📝 Definition:
“Pegged” means a cryptocurrency is set to match the value of another currency or asset, like the US dollar or gold, to keep its price (more) stable.
It’s like tying your boat to a dock so it doesn’t drift away with the waves.
Don't own a boat yet?
🔑 Key Features:
- Steady Value: Pegged cryptocurrencies are designed to have a stable price.
- Less Price Change: Their value doesn’t change much, even when other crypto prices are going up and down.
- Common in Stablecoins: Most stablecoins are pegged to another currency, asset, or crypto, that's how their price stay stable.
⚙️ How It Works:
- Linked to Assets: A pegged crypto’s value is directly tied to a well-known asset like the US dollar or gold.

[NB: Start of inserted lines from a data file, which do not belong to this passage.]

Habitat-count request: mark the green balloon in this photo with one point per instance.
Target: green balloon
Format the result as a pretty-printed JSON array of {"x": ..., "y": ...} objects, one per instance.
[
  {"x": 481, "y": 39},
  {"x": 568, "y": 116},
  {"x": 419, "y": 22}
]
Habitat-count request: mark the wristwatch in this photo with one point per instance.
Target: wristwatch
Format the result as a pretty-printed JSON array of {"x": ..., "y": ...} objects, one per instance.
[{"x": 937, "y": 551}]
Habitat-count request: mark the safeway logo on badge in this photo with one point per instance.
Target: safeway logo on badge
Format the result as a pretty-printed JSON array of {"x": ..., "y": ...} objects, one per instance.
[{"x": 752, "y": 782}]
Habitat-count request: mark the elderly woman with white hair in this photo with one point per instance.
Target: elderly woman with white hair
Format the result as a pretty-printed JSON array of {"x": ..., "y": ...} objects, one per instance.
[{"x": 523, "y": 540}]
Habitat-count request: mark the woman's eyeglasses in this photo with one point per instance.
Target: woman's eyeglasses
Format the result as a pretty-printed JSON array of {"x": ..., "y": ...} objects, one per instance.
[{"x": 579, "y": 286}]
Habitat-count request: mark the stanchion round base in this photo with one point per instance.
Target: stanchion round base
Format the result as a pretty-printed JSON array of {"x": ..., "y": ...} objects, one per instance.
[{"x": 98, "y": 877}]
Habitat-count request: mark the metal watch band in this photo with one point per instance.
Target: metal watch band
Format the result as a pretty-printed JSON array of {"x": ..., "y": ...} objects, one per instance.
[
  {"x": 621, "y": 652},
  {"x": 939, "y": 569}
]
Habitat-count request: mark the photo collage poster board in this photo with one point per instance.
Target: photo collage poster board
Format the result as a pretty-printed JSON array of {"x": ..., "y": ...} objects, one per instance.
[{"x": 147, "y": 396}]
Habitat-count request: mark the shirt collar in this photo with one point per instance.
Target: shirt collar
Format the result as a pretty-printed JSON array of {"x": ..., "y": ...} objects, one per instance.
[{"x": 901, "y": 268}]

- Keeping the Value Stable: There are different methods used to make sure the crypto’s price stays close to what it’s pegged to.
- Backed by Reserves: Usually, there’s real money or gold stored somewhere that backs up the value of the pegged cryptocurrency.
💡 Applications:
- Everyday Use: Pegged cryptocurrencies are good for buying things because the price doesn’t change much.
- Sending Money: They're useful for sending money to another country without a lot of movement like with exchange rates.
- Avoiding Money Problems: Helpful in places where the usual money might be losing value quickly.
🔍 Example:
Imagine you have a playlist that automatically updates to match your friend’s playlist, so you always have the same songs they do.
In the world of crypto, being “pegged” is similar.
A cryptocurrency is set to always match the value of something stable, like the US dollar.
This way it stays reliable and predictable, just like your synced playlist stays up-to-date with your friend’s music choices.